Here is the question:

Between all the trapezoids that have three equal sides, to determine which has the maximum area.?

Answer: the regular semi-hexagon.

You must demonstrate or show it.

I have posted a link there to this topic so the OP can see my work.

 

[MarkFL]

Hello leprofece,

Let's first draw a diagram:

View attachment 1655

The area $A$ of the trapezoid is the area of the middle rectangle and the areas of the right triangles on either side:

\(\displaystyle A=hs+2\left(\frac{1}{2}hs\cos(\theta) \right)=hs\left(1+\cos(\theta) \right)\)

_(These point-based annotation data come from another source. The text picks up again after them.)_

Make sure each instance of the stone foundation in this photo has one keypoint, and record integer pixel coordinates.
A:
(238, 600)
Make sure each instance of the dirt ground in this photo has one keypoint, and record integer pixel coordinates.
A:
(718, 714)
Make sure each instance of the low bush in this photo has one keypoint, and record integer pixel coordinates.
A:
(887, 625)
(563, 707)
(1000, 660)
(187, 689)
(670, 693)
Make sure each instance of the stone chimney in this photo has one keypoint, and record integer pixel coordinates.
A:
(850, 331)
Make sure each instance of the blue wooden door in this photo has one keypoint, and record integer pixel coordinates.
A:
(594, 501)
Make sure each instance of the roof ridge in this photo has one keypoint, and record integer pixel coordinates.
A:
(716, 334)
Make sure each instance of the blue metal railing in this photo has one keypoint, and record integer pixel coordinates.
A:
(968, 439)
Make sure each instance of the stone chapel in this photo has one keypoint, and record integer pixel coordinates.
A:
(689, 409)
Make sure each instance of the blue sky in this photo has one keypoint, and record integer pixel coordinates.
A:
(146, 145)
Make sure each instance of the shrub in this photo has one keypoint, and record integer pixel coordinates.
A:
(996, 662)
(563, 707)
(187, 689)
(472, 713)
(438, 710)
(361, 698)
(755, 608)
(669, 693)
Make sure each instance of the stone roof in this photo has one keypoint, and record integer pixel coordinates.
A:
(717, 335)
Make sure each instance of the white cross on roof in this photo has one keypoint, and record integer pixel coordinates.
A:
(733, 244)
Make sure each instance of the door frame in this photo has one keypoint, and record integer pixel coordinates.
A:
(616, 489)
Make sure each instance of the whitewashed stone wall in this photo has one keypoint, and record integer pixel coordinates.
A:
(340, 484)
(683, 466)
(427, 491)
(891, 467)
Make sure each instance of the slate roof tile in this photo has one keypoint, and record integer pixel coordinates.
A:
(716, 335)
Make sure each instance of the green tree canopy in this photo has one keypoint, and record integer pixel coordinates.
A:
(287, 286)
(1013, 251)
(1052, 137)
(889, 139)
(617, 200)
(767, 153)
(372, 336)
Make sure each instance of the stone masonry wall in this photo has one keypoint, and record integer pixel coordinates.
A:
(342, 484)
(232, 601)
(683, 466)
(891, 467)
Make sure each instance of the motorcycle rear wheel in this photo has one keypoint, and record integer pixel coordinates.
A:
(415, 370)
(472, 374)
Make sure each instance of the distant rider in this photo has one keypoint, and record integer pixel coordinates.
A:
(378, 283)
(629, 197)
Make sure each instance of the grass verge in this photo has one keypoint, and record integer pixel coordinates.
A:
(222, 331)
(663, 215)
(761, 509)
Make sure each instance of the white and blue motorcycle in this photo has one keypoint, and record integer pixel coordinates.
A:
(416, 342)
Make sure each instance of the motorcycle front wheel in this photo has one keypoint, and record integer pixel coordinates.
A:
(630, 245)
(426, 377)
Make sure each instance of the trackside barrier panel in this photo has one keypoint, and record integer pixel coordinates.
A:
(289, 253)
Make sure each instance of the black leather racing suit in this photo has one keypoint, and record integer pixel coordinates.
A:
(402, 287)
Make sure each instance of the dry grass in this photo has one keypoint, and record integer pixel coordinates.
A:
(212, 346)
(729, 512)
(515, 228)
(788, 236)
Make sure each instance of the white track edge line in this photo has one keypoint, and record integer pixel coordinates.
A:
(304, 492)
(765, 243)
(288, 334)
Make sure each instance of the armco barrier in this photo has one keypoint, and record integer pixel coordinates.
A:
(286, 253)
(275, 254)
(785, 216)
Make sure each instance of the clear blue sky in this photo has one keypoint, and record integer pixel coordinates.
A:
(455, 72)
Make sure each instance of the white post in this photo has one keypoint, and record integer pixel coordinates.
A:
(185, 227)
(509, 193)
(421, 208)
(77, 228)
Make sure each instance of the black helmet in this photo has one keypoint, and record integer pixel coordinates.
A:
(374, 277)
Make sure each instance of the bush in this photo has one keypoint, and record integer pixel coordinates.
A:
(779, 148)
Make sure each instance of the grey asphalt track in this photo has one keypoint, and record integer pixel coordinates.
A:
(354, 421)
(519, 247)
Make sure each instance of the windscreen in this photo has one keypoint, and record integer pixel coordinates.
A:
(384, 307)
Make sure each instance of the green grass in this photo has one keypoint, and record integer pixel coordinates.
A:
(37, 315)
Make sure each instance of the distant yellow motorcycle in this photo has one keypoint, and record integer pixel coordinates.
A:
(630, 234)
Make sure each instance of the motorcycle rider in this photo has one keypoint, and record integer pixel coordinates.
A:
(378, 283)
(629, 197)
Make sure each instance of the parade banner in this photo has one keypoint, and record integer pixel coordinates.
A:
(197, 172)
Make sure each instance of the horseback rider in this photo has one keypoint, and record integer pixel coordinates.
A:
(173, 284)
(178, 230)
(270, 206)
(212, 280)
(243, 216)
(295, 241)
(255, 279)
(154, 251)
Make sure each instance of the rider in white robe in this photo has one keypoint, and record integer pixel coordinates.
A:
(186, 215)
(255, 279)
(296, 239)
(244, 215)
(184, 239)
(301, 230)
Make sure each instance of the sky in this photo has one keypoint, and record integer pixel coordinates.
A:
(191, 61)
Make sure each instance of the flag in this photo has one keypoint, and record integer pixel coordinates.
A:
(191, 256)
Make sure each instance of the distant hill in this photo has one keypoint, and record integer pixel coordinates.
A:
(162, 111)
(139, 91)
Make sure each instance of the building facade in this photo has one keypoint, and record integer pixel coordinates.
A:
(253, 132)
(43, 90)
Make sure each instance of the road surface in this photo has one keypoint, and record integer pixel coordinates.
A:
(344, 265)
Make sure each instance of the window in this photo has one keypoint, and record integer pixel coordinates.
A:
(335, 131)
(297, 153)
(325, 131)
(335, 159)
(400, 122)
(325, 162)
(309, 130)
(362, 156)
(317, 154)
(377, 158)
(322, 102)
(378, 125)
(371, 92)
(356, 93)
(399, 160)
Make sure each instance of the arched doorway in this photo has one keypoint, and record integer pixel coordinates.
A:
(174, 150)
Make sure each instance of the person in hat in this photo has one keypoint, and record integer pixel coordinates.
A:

Now we have \(\displaystyle h=s\sin(\theta)\) hence:

\(\displaystyle A(\theta)=s^2\sin(\theta)\left(1+\cos(\theta) \right)\)

Differentiating with respect to $\theta$ and equating the result to zero, we find:

\(\displaystyle A'(\theta)=s^2\left(-\sin^2(\theta)+\cos(\theta)\left(1+\cos(\theta) \right) \right)=s^2\left(2\cos^2(\theta)+\cos(\theta)-1 \right)=s^2\left(2\cos(\theta)-1 \right)\left(\cos(\theta)+1 \right)=0\)

Since $0<s$, and $0\le\theta<\pi$ this implies:

\(\displaystyle \cos(\theta)=\frac{1}{2}\,\therefore\,\theta=\frac{\pi}{3}\)

Using the first derivative test, we find:

\(\displaystyle A'(0)=2s^2>0\)

\(\displaystyle A'\left(\frac{\pi}{2} \right)=-s^2<0\)

Thus we conclude the critical value \(\displaystyle \theta=\frac{\pi}{3}\) is at a maximum for the area, and we can easily see this gives us a trapezoid that is a semi-hexagon.